1916 yazında, Dünya Savaşının ortasında bir İngiliz yüzbaşısı,
top sürerek kalkmıştır hücuma. Yüzbaşı Nevill, onu koruyan
siperden çıkarak ve topunun peşinde olduğu halde
Alman siperlerine karşı yapılan bir hücuma önderlik etmiştir.
O anda duraksamış olan alayı da onu bu hareketinde izlemiştir.
Yüzbaşı bu hücum sırasında bir top mermisi marifetiyle ölmüştür;
ama İngiltere ortada bulunan bu toprak parçasını alarak savaş
meydanlarında ilk futbol zaferini kazanmıştır.
Uzun yıllar sonra, yüzyılın sonlarında, Milan Kulübünün sahibi
İtalya'daki seçimleri büyük bir farkla kazandı. "Forza Italia!"
Bu söz stadyumların tribünlerinden geliyordu.
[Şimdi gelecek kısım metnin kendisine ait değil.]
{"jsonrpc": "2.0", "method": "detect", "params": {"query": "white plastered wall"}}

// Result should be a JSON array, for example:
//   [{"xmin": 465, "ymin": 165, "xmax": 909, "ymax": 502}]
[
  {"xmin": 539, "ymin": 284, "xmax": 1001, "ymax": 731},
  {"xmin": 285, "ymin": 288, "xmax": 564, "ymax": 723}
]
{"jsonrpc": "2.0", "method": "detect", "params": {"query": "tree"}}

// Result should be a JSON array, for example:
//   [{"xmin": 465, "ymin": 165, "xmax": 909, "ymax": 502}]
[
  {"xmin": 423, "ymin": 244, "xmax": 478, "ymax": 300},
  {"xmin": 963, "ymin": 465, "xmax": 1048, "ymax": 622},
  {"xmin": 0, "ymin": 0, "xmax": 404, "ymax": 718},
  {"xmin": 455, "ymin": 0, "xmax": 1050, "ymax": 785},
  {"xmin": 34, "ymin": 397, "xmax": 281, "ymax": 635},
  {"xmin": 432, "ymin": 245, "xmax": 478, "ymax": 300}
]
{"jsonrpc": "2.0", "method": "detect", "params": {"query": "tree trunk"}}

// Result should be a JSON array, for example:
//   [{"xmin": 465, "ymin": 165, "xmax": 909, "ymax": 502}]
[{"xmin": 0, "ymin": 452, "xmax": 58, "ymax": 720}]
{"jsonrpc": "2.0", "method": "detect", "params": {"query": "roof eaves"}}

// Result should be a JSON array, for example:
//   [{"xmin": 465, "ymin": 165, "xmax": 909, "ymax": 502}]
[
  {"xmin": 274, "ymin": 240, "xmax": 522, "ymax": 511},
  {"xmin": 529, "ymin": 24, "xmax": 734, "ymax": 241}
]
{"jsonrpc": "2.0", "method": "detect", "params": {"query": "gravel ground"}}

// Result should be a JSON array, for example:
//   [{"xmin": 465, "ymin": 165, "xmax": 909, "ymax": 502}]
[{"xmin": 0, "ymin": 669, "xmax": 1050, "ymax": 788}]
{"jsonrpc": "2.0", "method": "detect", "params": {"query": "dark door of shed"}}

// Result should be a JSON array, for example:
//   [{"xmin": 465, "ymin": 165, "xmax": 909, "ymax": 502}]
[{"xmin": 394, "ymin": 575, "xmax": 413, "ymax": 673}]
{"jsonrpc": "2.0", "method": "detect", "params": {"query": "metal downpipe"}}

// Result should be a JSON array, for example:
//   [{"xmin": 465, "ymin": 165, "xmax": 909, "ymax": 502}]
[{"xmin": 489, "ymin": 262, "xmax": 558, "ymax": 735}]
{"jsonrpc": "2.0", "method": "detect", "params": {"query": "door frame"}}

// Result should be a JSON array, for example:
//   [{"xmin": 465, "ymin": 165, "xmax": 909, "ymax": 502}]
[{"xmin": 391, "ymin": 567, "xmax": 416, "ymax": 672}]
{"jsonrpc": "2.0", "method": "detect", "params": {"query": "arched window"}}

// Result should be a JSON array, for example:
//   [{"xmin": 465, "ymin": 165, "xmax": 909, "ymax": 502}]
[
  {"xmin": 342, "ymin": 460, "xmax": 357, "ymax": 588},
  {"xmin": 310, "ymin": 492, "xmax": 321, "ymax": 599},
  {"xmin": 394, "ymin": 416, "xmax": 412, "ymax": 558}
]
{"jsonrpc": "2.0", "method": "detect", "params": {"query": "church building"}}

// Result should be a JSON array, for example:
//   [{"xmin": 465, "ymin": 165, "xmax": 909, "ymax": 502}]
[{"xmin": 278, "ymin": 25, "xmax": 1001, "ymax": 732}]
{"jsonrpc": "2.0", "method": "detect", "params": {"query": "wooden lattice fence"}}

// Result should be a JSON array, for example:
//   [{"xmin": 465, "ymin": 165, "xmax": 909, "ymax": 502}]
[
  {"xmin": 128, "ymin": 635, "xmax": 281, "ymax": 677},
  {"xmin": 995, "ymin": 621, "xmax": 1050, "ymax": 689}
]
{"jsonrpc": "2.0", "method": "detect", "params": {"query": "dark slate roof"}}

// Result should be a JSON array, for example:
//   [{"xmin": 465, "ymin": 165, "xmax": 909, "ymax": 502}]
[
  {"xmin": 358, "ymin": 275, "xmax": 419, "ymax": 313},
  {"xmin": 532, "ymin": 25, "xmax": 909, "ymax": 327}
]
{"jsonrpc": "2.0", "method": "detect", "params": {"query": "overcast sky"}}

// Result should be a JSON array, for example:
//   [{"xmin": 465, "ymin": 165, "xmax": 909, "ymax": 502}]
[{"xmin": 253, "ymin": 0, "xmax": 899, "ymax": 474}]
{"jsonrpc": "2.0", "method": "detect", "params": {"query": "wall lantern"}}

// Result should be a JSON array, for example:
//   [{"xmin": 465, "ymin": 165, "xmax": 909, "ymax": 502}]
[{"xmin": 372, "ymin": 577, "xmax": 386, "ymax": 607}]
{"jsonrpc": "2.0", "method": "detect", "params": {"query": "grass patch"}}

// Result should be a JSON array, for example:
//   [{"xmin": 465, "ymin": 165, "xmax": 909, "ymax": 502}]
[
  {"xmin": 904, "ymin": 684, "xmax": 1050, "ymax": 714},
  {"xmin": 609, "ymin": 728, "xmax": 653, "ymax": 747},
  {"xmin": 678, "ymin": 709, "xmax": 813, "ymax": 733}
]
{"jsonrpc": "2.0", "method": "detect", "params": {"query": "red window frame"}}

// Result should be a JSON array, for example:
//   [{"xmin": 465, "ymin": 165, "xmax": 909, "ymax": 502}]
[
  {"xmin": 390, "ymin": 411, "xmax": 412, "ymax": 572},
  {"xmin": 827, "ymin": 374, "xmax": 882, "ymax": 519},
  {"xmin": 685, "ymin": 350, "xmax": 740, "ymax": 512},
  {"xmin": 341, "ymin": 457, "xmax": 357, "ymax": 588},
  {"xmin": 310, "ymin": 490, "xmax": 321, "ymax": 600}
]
Silvio Berlusconi,
şampiyon süper ekip Milan'ı kurtardığı gibi İtalya'yı da kurtaracağına
söz verdi ve seçmenler bazı şirketlerin iflasın eşiğinde olduğunu unuttular.
Futbol ve vatan ayrılmaz bir bütündür ve politikacılar ile
diktatörler bu bütünlük ve özdeşlik üzerine spekülasyon yapıyorlar.
İtalyan takımı 1934 ve 1938 Dünya Kupalarını vatanları
ve liderleri Mussolini adına kazandılar.
Oyuncular maçlara, "Yaşasın İtalya!" nidalarıyla, halkı
ileriye uzattıkları ellerinin ayalarıyla selamlayarak başlıyor ve bitiriyorlardı.